Another big issue is the nature of both Wifi and Cellular data based performance from the network. Wifi 802.11ac performance is now acceptable for most data applications but frequently the problem is not in the local network but in the backbone. The expectation of free wifi that most users have is now tempered with smart acces points having dual speeds. Crippled and OK. Crippled are free, OK is if you pay a premium.But we are to blame as well. Count the number of Wifi enabled devices you have. And then try and turn them on at the same time in a hotel or airport. Even a few years ago I was in a leading e-commerce player in a major market and was appalled to learn that their backbone to the web was not even a 56K circuit, yet they had hundreds of users in their environment. Cellular data performance is just plain awful for data. I have used extensively iOS, Android and Blackberry data devices using Cellular connections around the world. Frankly they all suck.

And then there is the cost. Several times in my speaking engagements I have asked the audience to honestly admit (of those who data roam) if they have ever left their data circuits on and received a large bill. go on admit it – you have too! (Oh yes and I do it frequently. Mostly because I am lazy or just forgetful.)

Consumer expectations and network performance are clearly in a state of dissonance.

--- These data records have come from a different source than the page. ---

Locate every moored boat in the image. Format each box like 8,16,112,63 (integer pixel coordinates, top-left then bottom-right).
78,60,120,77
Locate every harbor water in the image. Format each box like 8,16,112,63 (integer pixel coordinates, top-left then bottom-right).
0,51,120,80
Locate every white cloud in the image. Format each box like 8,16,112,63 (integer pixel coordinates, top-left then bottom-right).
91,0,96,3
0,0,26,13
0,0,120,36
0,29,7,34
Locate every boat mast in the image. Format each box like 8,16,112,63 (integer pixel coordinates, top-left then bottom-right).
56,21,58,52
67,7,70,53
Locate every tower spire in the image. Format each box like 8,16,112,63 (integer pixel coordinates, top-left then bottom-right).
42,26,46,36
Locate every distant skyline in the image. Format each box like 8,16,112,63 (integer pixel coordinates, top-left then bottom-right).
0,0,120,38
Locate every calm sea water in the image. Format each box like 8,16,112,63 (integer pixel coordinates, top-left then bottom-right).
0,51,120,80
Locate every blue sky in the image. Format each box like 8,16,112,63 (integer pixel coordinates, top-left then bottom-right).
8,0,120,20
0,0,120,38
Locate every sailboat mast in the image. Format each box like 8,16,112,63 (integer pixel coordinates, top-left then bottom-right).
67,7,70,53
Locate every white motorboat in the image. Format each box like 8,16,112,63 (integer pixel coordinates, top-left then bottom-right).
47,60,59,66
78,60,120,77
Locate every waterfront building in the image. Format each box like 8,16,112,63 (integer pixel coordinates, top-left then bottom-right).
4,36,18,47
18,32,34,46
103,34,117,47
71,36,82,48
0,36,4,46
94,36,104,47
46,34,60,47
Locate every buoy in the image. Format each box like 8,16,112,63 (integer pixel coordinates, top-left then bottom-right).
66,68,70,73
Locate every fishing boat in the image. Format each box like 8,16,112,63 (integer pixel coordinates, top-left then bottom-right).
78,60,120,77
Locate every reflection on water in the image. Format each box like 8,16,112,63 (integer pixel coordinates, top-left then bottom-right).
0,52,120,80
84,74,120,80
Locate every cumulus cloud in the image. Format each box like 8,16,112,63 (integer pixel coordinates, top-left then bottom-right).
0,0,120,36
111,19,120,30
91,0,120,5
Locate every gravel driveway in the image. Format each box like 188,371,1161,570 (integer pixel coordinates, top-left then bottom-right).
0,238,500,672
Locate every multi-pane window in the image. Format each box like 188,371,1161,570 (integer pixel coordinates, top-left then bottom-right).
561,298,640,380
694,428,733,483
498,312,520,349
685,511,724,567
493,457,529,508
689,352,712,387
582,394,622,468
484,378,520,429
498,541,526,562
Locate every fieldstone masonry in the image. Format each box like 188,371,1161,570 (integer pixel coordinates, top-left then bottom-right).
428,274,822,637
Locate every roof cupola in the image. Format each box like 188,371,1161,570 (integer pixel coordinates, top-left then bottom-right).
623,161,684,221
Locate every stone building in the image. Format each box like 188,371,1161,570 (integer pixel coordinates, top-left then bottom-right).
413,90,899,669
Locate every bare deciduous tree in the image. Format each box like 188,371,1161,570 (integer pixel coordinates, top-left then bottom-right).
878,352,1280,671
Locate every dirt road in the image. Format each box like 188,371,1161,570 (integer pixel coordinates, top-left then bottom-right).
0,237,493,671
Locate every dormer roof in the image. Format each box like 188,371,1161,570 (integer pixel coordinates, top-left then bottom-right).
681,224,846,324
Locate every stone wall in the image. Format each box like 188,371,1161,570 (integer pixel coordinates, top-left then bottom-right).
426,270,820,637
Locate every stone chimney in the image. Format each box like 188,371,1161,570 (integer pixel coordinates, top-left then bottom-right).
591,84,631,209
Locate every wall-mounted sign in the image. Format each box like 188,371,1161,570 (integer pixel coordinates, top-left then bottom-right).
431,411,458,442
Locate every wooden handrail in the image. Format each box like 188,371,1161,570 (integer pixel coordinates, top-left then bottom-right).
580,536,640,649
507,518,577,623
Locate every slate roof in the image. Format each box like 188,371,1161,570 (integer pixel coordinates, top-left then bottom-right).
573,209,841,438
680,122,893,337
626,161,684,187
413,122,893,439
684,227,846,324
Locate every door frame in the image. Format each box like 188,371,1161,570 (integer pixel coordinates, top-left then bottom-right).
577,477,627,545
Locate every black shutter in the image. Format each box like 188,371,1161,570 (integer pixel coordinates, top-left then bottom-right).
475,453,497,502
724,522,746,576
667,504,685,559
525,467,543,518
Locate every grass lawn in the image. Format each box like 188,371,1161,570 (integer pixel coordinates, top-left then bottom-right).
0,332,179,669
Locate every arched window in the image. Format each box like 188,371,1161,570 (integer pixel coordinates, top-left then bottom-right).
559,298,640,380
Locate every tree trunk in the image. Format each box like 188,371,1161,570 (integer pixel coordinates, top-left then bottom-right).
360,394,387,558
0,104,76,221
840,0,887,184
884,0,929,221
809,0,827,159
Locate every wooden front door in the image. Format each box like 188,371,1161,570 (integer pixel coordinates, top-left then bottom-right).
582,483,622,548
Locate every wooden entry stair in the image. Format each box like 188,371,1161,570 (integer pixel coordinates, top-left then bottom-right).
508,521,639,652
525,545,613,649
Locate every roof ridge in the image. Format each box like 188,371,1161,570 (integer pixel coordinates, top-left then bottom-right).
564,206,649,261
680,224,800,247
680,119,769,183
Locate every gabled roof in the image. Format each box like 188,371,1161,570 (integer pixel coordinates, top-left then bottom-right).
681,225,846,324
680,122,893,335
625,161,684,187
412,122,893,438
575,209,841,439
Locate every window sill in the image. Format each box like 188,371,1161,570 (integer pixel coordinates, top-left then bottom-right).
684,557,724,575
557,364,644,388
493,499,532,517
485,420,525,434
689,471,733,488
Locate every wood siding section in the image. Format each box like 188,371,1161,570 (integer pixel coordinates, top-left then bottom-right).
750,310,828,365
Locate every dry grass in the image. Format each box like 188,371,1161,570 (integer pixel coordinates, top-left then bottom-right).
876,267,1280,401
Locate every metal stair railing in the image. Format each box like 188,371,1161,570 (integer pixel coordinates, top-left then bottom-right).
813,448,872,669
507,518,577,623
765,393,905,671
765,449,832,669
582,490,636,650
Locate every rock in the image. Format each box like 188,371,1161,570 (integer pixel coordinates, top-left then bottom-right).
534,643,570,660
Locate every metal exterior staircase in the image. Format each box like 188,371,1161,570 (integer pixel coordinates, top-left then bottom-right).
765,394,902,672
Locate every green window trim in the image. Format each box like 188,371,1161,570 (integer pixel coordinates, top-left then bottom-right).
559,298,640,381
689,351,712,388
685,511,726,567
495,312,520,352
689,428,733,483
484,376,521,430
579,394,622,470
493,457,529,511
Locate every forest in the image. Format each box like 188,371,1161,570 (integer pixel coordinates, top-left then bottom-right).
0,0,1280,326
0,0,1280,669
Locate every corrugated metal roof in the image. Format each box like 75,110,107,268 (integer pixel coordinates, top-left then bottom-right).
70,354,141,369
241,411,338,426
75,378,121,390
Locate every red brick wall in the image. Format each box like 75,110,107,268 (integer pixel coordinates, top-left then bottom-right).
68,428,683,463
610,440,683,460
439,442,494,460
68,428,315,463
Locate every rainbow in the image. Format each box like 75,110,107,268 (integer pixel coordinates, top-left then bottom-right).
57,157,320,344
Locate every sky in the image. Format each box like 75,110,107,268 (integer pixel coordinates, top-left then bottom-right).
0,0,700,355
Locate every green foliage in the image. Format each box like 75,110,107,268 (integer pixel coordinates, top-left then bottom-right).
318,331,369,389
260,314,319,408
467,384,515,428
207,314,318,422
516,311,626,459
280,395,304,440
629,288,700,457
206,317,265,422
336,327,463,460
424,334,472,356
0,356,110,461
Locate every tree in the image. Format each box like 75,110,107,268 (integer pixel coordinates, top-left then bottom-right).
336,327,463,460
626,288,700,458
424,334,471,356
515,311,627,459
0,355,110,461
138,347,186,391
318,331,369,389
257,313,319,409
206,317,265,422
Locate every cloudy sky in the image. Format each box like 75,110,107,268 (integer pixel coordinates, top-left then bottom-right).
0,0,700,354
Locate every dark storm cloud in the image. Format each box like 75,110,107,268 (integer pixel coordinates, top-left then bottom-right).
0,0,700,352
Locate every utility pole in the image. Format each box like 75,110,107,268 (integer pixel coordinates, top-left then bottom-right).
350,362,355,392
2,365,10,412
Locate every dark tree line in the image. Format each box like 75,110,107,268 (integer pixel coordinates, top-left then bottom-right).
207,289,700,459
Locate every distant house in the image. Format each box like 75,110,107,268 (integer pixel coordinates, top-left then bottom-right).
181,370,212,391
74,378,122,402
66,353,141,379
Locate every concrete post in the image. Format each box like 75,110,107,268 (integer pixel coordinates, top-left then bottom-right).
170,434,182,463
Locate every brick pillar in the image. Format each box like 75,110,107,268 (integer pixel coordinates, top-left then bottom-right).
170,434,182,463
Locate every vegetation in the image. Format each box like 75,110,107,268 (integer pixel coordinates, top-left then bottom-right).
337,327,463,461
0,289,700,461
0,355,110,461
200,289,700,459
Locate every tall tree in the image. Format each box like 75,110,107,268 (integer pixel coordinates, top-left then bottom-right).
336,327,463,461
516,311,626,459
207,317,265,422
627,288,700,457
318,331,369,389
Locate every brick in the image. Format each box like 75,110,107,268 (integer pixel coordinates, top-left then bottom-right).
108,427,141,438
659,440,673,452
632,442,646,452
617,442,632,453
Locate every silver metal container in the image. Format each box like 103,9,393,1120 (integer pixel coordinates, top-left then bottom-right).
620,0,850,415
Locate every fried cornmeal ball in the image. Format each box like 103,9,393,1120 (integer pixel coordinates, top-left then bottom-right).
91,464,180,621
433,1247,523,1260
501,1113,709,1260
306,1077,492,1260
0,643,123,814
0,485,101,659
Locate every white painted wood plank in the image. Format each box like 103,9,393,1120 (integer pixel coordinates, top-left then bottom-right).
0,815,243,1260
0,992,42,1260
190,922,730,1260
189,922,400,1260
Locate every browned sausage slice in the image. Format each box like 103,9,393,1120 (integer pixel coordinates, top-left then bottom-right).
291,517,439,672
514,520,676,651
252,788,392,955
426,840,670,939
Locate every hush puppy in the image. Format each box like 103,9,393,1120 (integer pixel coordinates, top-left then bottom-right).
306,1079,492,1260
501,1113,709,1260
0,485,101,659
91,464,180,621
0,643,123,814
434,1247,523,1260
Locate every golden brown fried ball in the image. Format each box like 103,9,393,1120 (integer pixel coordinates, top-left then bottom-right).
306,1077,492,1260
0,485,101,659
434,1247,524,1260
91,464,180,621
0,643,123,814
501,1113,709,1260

Actually i am pessimistic about the network speed issue. 4G LTE the standard of choice for mobile data via cellular is not that much of a performance bump from 3G. Sadly APP and Mobile Web providers have chosen to take advantage of the speed to bulk up their offerings instead of allowing lighter applications to prevail and for the users to get real speed.

Nothing can be more frustrating for a user that to show up while data roaming and seeing a little notice that says. Download our App and get better access faster. In your head you calculate that the downloading the App will cost about $25 and so you wait in line… now even madder than you were before you saw that little sign. And its not just the consumers who are frustrated. Kayak recently abandoned its relationship with one of the current darlings of the Mobile Web. GetyourGuide. Further I have spoken to many players who have spent large amounts of money developing web applications only to be very frustrated with the results. Typical complaints are:

  • Poor adoption
  • Low usage
  • High costs

Google – with so much vested in mobile (not necessarily in mobile e-commerce (MCommerce) have some good advice for you. They even have a website to help you Go Mobile.

Mobile providers – networks and application systems need to up their game. There is just too much crap out there and that has to change.